There were very specific instructions here on how to cook the mushrooms and I failed greatly. I also used milk and not half and half. Was it still delicious? Yes! One thing I love is that that you can prep this recipe entirely ahead. different things in bowls or measuring cups. It makes the process of cooking so much easier to not have to quick grab this from the fridge or shred this cheese here. When it's all ready to go - the whole process is easy and fills the dishwasher with lots of dishes - but it's worth it.
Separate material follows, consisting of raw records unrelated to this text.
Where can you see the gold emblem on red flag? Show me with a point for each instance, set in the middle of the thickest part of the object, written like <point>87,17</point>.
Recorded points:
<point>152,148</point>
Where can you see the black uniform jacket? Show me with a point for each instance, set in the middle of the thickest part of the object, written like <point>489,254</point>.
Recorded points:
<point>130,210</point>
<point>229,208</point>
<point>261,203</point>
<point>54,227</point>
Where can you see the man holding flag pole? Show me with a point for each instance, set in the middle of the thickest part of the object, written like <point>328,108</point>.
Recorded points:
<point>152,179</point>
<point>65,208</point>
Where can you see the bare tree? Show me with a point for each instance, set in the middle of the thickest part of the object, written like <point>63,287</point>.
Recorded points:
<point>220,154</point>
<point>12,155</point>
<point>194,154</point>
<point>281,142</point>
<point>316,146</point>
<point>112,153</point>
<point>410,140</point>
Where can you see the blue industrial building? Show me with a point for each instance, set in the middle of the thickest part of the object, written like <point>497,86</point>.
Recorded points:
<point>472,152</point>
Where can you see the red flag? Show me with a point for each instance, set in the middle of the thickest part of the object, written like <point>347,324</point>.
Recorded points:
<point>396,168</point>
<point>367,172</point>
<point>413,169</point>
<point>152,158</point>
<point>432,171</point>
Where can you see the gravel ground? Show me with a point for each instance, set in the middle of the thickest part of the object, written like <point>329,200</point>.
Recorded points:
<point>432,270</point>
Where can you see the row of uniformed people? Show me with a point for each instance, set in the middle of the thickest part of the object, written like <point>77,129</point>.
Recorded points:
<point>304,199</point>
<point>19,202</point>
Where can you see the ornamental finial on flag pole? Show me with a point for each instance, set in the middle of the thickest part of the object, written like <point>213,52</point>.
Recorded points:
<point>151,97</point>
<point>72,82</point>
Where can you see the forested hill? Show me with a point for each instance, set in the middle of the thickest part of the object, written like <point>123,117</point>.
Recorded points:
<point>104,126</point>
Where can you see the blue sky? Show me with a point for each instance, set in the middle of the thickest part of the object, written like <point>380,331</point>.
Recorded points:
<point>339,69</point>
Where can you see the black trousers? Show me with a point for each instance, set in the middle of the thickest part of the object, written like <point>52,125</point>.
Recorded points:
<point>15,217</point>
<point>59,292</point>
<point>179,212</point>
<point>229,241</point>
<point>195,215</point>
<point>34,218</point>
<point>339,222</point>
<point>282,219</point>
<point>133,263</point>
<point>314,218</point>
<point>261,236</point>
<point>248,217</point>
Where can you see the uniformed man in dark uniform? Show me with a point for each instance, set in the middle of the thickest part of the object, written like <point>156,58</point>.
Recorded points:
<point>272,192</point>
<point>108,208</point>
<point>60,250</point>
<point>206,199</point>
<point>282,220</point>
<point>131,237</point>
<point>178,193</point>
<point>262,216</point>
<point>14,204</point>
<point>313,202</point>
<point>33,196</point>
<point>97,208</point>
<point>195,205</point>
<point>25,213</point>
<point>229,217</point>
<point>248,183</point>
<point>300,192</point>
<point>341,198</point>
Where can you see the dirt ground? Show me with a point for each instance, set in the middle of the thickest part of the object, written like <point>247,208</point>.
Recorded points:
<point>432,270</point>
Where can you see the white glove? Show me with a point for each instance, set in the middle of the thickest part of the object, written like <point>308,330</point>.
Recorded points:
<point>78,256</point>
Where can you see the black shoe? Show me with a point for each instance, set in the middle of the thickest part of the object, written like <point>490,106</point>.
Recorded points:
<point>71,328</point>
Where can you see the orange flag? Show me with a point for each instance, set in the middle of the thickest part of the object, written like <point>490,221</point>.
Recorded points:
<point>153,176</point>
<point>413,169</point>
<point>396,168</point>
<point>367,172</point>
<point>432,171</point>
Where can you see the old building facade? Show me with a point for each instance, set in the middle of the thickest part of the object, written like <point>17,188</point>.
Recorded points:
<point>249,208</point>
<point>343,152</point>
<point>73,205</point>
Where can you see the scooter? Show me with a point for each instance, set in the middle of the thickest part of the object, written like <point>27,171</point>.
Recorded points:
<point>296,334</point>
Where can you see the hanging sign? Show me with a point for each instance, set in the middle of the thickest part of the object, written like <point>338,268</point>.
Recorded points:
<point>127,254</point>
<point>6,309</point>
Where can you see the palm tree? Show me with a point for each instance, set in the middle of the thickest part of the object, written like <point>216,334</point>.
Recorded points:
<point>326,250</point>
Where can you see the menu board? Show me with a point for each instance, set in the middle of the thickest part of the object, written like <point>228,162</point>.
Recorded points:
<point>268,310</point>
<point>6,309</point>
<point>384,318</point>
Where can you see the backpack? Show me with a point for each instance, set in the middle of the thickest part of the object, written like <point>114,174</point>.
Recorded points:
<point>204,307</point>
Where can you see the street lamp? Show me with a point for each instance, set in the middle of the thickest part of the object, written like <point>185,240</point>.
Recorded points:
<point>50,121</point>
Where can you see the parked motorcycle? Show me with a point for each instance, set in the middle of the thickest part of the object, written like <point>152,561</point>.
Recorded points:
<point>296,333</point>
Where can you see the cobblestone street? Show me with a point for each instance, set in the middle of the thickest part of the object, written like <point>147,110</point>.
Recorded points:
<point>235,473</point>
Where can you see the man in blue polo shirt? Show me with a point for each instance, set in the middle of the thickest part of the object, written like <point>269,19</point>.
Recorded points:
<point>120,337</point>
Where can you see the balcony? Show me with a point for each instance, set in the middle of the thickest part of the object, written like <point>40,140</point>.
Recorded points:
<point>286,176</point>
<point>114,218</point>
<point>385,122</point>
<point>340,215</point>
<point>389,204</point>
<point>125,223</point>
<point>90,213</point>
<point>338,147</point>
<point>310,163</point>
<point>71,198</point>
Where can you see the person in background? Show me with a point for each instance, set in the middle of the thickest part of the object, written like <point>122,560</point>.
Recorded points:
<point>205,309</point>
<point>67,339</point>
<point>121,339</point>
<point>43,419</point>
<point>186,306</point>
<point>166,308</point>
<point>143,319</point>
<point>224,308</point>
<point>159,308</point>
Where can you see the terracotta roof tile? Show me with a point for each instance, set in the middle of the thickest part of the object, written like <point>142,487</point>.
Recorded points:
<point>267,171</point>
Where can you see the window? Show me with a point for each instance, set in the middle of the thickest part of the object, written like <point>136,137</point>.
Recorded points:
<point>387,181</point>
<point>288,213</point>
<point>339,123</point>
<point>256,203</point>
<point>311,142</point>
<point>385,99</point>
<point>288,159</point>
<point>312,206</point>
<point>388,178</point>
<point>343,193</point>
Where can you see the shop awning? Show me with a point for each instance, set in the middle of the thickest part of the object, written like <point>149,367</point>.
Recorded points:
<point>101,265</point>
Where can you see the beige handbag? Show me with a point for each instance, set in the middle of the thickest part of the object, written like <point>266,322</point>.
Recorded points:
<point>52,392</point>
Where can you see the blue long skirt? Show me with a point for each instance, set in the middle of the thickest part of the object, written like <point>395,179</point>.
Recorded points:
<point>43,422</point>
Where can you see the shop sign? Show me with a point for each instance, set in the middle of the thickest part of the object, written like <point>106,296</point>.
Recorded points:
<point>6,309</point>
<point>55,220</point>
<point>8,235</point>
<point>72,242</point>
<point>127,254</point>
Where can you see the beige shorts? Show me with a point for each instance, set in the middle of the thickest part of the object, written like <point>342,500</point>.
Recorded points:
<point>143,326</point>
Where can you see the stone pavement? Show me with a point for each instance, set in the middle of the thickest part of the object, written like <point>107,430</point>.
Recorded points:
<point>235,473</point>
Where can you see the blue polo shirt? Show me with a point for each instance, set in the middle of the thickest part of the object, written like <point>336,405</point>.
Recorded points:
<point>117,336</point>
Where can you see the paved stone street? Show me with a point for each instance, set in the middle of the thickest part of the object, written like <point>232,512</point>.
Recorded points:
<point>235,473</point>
Hey - you cooked - let someone else clean up!

Mushroom Ravioli Sauce
Sauce
1 ¼ cups half and half, (half cream half milk)
¾ cup chicken broth
1 teaspoon Worcestershire sauce
1 teaspoon dried parsley
½ teaspoon EACH: dried basil, mustard powder
¼ teaspoon EACH: dried thyme, ground sage
Mushrooms/Other
12 oz. mushrooms, sliced/cleaned/dried
1-2 tablespoons olive oil
½ cup dry white wine, or chicken broth. 
3 tablespoons butter
3 cloves garlic, minced
2 tablespoons flour
½ cup Asiago cheese, finely grated from a block
½ cup Parmesan cheese, finely grated from a block.
20 oz. ravioli, refrigerated or frozen
Fresh Parsley, to garnish

Combine the sauce ingredients in a medium measuring cup with a spout. Set aside. Measure out remaining ingredients prior to beginning. Begin boiling pasta water once the mushrooms are nearly cooked.
Heat olive oil in a deep 12-inch skillet over medium-high heat and add half of the mushrooms. Allow them to brown on each side for 3-4 minutes, undisturbed. Leaving space around them will allow them to fry (vs. steam). Add a splash more of olive oil during cooking if needed. Remove once golden brown and set aside on a plate. Repeat with remaining half. Turn heat off and allow pan to cool slightly.
Add the white wine to the same skillet used to cook the mushrooms and set heat to medium. Use a silicone spatula to “clean” the bottom of the pot. Let it bubble gently until reduced by half, about 4 minutes.
Melt the butter in the skillet and add the garlic. Cook for 2 minutes. Stir in the flour and cook for 1-2 minutes, stirring continuously.
Reduce heat to medium-low. Add the sauce mixture (from step 1) in small splashes, stirring continuously. Bring to a gentle boil, then reduce to a simmer.
Let the sauce simmer gently while you cook the ravioli according to package instructions, set a timer to avoid overcooking. Drain once cooked.
Reduce heat to low and stir in the Asiago and Parmesan cheese until combined, then add the mushrooms back.
Add the cooked ravioli to a serving plate and spoon the sauce on top, or add the ravioli to the skillet and carefully stir to combine. Garnish with parsley and serve!